Authorities sealed off the nearby beach resort town of Djerba, a popular destination for foreign and local tourists, imposed a curfew on Ben Guerdan and closed two border crossings with Libya after the attack.
“I saw a lot of militants at dawn, they were running with their Kalashnikovs,” one resident, Hussein, said.
“They said they were Islamic State (IS) and they came to target the army and the police.”
It was not clear if the attackers crossed over the border, but it was the type of militant operation Tunisia’s government had feared as it prepares for potential spill-over from Libya, where IS militants have gained ground.
Since its 2011 revolt to oust ruler Zine El-Abidine Ben Ali, Tunisia has struggled with Islamist militancy at home and over the border.
Militants trained in jihadist camps in Libya carried out two attacks last year in Tunisia.

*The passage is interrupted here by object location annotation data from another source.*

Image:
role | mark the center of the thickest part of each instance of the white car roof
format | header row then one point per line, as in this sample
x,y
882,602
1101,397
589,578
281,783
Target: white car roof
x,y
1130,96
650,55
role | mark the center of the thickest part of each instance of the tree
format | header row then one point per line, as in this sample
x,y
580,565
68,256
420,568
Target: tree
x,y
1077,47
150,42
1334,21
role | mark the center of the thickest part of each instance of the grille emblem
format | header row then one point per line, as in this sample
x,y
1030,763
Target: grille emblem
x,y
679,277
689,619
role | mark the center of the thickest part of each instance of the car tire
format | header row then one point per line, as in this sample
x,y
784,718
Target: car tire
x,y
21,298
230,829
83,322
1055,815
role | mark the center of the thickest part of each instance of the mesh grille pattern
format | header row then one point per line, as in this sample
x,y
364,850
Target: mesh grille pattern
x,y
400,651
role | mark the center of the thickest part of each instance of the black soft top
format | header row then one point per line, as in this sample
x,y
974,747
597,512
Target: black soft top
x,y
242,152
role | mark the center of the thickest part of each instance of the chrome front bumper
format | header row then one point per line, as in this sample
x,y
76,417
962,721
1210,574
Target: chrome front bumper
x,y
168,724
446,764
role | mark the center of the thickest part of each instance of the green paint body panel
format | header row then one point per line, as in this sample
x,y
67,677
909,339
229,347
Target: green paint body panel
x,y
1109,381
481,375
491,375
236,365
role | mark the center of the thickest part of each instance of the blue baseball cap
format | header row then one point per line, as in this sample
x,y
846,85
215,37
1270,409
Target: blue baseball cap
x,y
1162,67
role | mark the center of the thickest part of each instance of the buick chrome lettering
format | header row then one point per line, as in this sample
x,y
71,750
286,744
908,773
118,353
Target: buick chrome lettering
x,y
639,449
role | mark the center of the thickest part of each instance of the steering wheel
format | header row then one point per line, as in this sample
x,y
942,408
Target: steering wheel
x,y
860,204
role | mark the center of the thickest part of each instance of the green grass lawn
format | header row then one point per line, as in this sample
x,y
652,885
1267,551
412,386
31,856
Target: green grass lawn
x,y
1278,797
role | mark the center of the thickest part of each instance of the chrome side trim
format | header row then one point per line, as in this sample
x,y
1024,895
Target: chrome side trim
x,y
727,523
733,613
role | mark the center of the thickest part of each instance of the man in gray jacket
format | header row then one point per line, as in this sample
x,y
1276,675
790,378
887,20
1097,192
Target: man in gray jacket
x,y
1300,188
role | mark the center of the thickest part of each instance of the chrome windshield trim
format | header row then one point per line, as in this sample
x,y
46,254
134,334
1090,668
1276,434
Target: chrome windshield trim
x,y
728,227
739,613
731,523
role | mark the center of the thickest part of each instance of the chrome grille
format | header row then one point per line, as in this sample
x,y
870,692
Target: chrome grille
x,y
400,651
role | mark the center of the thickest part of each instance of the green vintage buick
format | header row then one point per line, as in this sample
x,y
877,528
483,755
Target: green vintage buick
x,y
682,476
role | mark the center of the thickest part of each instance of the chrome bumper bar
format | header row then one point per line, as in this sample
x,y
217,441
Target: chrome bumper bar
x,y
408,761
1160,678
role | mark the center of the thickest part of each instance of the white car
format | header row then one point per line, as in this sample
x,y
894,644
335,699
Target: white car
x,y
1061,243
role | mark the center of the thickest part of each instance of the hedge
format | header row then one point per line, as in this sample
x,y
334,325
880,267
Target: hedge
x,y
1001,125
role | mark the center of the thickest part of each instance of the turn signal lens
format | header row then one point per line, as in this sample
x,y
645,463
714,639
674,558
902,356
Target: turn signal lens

“This was an unprecedented, well-organised attack,” President Beji Caid Essebsi said.
“But the people in the south can be confident the army and police will win against this barbarity across the border.”
Soldiers killed 35 militants and arrested six, the Interior Ministry said.
Hospital and security sources said at least seven civilians were killed along with 11 soldiers.
Troops also later discovered a large cache of rifles, explosives and rocket-propelled grenades in Ben Guerdan, a security source said.
“If the army had not been ready, the terrorists would have been able to raise their flag over Ben Guerdan and gotten a symbolic victory,” said Abd Elhamid Jelassi, vice president of the Islamist party Ennahda, part of the government coalition.
Islamist militant gunmen trained in Libyan jihadist camps carried out two of the three major attacks on Tunisia last year, including assaults on the Tunis Bardo museum and a Sousse beach hotel targeting foreign tourists.